Acta Linguistica Academica
- Discipline: linguistics
- Language: English
- Edited by: András Cser

Publication details
- Former name(s): Acta Linguistica Hungarica; Acta Linguistica Academiae Scientiarum Hungaricae
- History: 1951–present
- Publisher: Akadémiai Kiadó (Hungary)
- Frequency: Quarterly
- Impact factor: 0.690 (2021)

Standard abbreviations
- ISO 4: Acta Linguist. Acad.

Indexing
- ISSN: 2559-8201 (print) 2560-1016 (web)

Links
- Journal homepage;

= Acta Linguistica Academica =

Acta Linguistica Academica is a quarterly peer-reviewed academic journal published by Akadémiai Kiadó (Budapest, Hungary). It covers research on all aspects of linguistics, including socio- and psycholinguistics, neurolinguistics, discourse analysis, the philosophy of language, language typology, and formal semantics. It was formerly published as Acta Linguistica Hungarica and Acta Linguistica Academiae Scientiarum Hungaricae, obtaining its current name in 2017. The editor-in-chief is András Cser (Pázmány Péter Catholic University). The journal was established in 1951.

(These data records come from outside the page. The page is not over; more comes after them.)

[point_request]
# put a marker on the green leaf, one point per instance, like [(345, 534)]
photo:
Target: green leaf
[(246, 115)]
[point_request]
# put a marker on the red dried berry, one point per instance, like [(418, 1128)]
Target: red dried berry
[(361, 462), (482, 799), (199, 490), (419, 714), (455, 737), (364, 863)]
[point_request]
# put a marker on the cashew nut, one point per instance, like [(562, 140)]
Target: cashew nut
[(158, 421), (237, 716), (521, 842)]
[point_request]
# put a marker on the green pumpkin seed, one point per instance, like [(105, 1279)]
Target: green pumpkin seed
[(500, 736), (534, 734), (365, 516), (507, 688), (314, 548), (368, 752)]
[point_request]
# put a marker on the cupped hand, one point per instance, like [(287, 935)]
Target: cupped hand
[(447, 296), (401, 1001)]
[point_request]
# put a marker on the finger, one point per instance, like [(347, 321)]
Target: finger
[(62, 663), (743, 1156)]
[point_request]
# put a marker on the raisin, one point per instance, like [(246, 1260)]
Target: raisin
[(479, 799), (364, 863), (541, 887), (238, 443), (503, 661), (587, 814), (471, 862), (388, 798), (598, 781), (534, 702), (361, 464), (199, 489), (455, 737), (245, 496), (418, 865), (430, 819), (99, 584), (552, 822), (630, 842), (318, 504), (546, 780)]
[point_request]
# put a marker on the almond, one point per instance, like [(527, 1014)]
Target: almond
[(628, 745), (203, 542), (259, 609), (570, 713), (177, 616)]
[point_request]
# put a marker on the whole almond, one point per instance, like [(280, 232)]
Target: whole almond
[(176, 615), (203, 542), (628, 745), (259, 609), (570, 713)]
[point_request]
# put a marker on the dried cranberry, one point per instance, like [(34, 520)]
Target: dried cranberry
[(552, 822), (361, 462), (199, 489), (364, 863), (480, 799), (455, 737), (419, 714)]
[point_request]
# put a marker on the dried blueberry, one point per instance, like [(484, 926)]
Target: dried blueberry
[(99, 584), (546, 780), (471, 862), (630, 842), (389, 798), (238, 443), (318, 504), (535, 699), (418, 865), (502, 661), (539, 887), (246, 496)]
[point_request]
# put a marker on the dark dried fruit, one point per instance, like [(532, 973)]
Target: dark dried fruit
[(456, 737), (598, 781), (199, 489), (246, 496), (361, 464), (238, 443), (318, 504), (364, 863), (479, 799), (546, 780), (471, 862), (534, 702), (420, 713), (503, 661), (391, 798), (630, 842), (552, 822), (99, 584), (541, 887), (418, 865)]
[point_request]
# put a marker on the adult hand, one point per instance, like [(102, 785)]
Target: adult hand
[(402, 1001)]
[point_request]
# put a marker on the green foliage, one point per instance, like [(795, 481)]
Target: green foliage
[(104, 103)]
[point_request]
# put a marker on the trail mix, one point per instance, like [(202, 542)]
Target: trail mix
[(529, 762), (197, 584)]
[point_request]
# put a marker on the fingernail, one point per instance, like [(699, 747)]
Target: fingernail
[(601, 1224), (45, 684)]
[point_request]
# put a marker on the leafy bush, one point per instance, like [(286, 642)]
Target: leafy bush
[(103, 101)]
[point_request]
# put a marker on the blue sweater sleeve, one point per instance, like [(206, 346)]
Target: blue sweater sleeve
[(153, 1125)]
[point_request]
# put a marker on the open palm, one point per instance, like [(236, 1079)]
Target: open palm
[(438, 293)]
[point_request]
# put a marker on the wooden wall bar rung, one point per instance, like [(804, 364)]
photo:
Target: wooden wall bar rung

==Abstracting and indexing==
The journal is abstracted and indexed in:
- Arts and Humanities Citation Index
- Bibliographie Linguistique/Linguistic Bibliography
- International Bibliographies IBZ and IBR
- Linguistics Abstracts
- Linguistics and Language Behaviour Abstracts
- MLA International Bibliography
- Scopus
- Social Sciences Citation Index
According to the Journal Citation Reports, the journal has a 2021 impact factor of 0.690, ranking it 145 out of 194 journals in the category "Linguistics".